Stuffed Tomato with French-Roasted Chicken Salad

Prep Time: 45 Minutes
Yields: 12 Servings

Comment: Use a roasted chicken from the local supermarket for this recipe, or bake your own flavored with a multitude of fresh herbs. For an elegant presentation, stuff the chicken salad into hollowed out tomatoes.

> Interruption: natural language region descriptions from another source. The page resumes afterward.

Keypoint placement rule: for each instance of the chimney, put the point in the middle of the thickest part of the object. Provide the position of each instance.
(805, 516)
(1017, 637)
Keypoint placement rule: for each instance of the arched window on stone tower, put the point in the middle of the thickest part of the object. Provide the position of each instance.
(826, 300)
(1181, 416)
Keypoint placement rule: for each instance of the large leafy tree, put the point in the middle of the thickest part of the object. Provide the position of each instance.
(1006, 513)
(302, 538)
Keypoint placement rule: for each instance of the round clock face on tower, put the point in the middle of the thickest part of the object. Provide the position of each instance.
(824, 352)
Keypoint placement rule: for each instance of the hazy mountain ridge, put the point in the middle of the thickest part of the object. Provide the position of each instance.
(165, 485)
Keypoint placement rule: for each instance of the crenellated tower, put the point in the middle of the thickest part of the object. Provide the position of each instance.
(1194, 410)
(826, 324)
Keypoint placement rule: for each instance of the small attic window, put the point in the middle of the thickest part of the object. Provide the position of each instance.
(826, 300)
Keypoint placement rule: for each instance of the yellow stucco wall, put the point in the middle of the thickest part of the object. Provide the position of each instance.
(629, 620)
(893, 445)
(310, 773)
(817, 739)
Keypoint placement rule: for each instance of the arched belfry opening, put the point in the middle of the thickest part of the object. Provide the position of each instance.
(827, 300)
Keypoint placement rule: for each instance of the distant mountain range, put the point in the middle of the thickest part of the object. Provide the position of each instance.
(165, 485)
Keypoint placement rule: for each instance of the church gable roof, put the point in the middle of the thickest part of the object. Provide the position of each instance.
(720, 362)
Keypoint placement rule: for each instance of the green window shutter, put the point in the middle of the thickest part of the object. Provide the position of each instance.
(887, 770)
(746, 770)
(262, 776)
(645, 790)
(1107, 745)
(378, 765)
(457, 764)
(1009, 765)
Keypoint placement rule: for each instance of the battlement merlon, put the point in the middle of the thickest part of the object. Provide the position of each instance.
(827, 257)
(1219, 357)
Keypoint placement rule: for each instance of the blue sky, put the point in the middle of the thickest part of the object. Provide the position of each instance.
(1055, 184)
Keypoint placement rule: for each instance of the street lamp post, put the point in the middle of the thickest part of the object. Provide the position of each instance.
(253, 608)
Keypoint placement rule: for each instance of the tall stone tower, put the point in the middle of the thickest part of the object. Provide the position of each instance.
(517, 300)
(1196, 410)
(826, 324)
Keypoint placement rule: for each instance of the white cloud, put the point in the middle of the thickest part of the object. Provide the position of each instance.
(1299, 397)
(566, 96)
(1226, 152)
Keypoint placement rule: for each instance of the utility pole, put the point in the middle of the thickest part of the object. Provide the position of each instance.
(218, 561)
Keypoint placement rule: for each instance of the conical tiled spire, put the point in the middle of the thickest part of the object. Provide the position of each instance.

  • 6 cups cold roasted chicken
  • 6 boiled eggs, separated
  • 1 cup mayonnaise
  • 1 tbsp Creole mustard
  • ¼ cup minced onions
  • ¼ cup minced celery
  • 1 tsp chopped garlic
  • 2 tbsps minced red bell peppers
  • 2 tbsps minced green bell peppers
  • 2 tbsps minced yellow bell peppers
  • 2 tbsps minced orange bell peppers
  • 2 tbsps chopped parsley
  • ½ cup sliced green onions
  • ½ cup sweet pickle relish
  • salt and black pepper to taste
  • Louisiana hot sauce to taste

Bone and cube chicken. If desired, remove skin and set chicken aside until later. In a large mixing bowl, use a fork to mash egg yolks well. Add mayonnaise and Creole mustard, blending well into yolks. Dice egg whites and add to mixture. Combine all remaining ingredients except chicken. Mix until all seasonings are thoroughly combined with mayonnaise sauce. Add cold roasted chicken cubes and gently toss. Season with salt, pepper and hot sauce. This salad can be served in a hollowed out tomato or on bread as a chicken salad sandwich.